Large computing systems, especially those running time-varying workloads, are
difficult to keep tuned. Tuning in these environments means dealing with thousands of knobs at each
horizontal level of a computing system, for example a database, storage or network system.
Current work on autonomic computing often
leads to systems that perform only slightly better, and sometimes worse,
than systems that are tuned by skilled administrators.
Clockwork identifies a new way of thinking about autonomic tuning; that is,
predictive autonomicity, based on forward feedback control. A general method
for constructing predictive autonomic systems is proposed that is based on
statistical modeling, tracking and forecasting techniques that are borrowed from
econometrics.
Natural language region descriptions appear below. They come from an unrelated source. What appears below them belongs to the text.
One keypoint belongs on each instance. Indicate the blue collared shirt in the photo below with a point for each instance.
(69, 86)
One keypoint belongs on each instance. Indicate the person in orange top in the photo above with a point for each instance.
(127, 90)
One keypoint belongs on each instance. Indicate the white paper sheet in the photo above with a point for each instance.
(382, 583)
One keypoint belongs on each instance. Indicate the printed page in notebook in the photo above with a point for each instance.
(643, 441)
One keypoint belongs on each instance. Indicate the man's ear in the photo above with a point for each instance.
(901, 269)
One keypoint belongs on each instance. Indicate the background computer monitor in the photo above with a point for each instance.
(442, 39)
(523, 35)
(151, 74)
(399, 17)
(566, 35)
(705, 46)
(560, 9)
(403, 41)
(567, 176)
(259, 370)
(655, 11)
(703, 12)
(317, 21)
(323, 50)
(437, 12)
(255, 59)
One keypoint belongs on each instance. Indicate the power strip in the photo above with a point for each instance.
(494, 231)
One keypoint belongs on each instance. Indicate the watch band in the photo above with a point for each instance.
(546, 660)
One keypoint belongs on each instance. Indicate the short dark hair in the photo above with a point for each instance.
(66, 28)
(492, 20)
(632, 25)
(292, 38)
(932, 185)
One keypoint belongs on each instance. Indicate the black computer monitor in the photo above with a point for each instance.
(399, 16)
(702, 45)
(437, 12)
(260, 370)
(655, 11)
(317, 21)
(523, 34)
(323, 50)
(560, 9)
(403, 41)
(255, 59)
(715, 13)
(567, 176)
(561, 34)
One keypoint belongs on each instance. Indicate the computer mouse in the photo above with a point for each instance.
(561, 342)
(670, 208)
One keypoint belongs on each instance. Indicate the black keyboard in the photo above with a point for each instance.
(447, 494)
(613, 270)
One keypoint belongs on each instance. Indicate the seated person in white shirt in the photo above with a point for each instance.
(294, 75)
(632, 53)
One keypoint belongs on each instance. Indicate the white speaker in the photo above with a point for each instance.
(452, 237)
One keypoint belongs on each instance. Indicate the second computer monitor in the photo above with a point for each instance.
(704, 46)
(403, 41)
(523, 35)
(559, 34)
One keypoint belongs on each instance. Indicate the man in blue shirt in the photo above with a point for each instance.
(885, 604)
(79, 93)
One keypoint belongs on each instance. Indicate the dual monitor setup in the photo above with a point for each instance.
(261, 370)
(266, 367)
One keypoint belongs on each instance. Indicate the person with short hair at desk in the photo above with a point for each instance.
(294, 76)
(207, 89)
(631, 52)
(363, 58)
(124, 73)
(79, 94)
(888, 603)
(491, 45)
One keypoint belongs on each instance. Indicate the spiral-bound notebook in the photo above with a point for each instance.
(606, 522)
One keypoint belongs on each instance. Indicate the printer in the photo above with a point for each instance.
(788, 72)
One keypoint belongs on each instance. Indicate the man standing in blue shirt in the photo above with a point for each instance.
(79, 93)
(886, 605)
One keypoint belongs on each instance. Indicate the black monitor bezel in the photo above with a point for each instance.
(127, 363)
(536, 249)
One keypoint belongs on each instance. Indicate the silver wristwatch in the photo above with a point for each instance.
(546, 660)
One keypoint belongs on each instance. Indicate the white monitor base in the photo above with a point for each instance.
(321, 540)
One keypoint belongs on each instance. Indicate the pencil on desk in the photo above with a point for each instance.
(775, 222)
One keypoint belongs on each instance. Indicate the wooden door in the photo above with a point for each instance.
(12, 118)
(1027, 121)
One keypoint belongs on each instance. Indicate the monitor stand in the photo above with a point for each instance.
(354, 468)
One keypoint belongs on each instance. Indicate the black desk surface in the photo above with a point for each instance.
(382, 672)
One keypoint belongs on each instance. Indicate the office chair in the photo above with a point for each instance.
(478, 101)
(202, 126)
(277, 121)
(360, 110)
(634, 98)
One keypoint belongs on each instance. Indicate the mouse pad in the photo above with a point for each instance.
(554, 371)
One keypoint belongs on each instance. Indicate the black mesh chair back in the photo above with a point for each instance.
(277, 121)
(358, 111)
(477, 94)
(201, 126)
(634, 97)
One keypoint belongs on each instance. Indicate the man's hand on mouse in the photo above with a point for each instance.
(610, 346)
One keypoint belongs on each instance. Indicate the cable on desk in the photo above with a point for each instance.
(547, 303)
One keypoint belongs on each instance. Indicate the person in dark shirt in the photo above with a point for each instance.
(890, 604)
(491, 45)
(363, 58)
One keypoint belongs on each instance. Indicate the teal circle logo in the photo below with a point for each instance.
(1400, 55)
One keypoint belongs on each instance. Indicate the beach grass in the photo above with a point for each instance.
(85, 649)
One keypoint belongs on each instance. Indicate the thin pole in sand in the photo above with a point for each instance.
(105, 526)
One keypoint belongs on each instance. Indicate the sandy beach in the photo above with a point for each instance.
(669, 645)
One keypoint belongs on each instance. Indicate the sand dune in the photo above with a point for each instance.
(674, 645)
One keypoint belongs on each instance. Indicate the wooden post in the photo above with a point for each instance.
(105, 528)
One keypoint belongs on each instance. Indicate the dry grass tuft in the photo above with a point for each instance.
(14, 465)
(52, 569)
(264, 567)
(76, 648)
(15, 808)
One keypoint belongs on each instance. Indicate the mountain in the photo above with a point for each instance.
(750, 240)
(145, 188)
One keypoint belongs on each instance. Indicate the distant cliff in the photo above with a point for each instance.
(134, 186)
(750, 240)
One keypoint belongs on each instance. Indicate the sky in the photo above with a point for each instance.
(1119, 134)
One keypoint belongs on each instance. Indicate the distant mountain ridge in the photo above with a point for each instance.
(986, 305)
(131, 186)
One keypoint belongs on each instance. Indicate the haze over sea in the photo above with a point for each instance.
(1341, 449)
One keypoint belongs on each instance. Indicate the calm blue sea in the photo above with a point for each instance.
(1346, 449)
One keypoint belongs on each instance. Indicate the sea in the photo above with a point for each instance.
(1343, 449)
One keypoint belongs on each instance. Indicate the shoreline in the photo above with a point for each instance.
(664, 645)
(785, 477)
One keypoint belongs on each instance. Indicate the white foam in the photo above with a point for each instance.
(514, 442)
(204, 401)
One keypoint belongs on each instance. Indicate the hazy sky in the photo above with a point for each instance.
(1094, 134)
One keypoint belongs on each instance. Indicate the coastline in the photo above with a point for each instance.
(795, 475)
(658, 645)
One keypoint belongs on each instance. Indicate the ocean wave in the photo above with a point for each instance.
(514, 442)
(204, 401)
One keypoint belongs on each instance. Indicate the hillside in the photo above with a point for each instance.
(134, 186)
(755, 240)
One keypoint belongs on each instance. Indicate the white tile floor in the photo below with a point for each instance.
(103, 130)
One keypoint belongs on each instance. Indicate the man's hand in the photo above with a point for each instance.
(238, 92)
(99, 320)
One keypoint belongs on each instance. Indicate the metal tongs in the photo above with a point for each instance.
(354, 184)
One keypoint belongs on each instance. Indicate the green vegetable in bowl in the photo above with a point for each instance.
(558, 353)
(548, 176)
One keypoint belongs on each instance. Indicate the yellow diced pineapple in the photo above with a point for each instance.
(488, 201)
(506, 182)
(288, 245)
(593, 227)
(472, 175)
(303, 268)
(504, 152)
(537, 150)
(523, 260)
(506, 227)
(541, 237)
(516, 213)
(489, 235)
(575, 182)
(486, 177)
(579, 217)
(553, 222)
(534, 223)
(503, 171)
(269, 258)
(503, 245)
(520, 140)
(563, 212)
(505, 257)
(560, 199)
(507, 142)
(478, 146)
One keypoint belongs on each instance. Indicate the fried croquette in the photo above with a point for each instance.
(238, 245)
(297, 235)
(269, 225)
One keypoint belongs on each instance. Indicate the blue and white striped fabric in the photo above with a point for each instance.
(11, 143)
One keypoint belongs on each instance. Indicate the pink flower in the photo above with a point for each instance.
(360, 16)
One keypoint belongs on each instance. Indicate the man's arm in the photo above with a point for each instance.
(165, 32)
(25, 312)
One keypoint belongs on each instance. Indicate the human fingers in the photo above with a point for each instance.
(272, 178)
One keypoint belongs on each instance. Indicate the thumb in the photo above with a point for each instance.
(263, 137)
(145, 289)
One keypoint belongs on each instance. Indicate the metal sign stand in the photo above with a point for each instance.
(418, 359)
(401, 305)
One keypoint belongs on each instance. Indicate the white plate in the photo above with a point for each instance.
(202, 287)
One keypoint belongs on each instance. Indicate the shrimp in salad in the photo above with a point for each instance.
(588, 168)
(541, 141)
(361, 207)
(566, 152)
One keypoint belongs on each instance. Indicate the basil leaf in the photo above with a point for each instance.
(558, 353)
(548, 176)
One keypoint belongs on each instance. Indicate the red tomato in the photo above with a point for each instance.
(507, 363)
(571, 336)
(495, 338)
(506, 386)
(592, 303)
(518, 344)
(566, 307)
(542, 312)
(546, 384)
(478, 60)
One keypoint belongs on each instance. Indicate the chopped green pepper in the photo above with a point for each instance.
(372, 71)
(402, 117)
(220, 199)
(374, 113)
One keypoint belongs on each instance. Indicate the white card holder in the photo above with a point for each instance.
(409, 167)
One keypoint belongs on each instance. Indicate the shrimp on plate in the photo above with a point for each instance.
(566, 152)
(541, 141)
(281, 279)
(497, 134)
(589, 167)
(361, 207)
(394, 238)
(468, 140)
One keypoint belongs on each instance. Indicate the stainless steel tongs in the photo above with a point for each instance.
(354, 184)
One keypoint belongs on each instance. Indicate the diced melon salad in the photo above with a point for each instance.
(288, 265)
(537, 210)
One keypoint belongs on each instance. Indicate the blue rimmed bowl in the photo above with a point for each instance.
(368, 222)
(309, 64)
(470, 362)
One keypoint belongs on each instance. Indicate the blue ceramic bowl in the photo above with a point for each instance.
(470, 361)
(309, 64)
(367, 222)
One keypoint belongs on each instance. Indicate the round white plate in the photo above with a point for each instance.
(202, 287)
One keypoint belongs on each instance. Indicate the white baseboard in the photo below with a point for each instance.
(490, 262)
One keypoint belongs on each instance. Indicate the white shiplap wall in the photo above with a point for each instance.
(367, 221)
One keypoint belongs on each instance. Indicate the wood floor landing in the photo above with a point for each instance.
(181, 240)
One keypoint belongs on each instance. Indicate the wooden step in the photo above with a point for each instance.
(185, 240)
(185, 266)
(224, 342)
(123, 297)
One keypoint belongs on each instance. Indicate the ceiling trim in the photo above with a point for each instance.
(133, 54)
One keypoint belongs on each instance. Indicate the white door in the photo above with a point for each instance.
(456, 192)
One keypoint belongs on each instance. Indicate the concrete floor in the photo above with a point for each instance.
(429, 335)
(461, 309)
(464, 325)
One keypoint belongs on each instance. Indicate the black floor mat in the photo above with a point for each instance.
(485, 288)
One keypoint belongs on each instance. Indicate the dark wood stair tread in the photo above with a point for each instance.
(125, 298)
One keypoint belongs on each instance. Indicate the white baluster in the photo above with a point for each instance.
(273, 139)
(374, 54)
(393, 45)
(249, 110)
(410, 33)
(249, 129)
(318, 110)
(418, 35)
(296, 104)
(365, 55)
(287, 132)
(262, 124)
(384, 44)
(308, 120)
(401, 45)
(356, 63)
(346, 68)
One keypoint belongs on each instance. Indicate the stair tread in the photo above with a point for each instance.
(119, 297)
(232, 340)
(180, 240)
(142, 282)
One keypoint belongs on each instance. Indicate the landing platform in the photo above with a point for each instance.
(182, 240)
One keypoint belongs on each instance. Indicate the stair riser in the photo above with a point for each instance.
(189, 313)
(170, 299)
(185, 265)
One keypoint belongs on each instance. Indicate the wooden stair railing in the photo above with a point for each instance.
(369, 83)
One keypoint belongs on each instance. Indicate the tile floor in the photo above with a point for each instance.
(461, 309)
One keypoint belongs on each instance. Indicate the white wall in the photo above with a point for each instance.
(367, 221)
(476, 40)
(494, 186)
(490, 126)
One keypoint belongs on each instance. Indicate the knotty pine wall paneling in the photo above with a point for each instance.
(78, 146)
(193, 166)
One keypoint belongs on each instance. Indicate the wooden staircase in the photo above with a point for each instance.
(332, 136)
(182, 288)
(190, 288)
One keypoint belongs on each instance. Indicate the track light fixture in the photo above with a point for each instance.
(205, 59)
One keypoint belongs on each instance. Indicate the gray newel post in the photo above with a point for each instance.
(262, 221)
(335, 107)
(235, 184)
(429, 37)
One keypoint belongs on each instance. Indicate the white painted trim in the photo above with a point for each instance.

Systems employing this method detect, and subsequently forecast,
cyclic variations in load; estimate the impact on future performance;
and use these data to self-tune themselves dynamically in anticipation of need.
At Almaden Research Center, we have built a prototype, Network Attached Storage (NAS) system
that demonstrates the method's feasibility. The prototype gathers key performance
measurements and demonstrates the method's practicality
Clockwork is an autonomic storage management system that compares
a statistical prediction of storage performance against real storage data
from both Storage Area Networks (SANs) and Network Attached Storage (NAS).
The procedure is self-monitoring, self-adjusting and self-correcting
because it continuously performs statistical evaluations of new storage data.
The breakthrough theme in Clockwork is the application of statistics to autonomic computing.
A statistical model of the system is constructed as follows:
- Select a small set of simple measurements of system demand and forecast them.
- Model the impact of controllable parameters on demand.
- Enter policies, such as system reliability criteria, as constraints or objectives.
- Drive the system through time using forecasts of demand.
The autonomic NAS system runs without
manual intervention and monitors exceptions
as shown in the diagram below.
Applying Clockwork to managing Network Attached Storage (NAS):
After the statistical model is constructed, a simple policy is defined, such as "Maintain NFS
response time below 5 milliseconds on all nodes". The NAS appliances continually collect data
on the following:
- Actual number of requests
- Actual response time
- Value of system-controllable parameters (number and identify of nodes serving requests)
Request data are used to generate forecasts of system demand without specific details defining the workload.
The control and request data are used to estimate the impact of controls on the objective.
Clockwork adjusts the controls to meet the goal and runs automatically without manual intervention.
|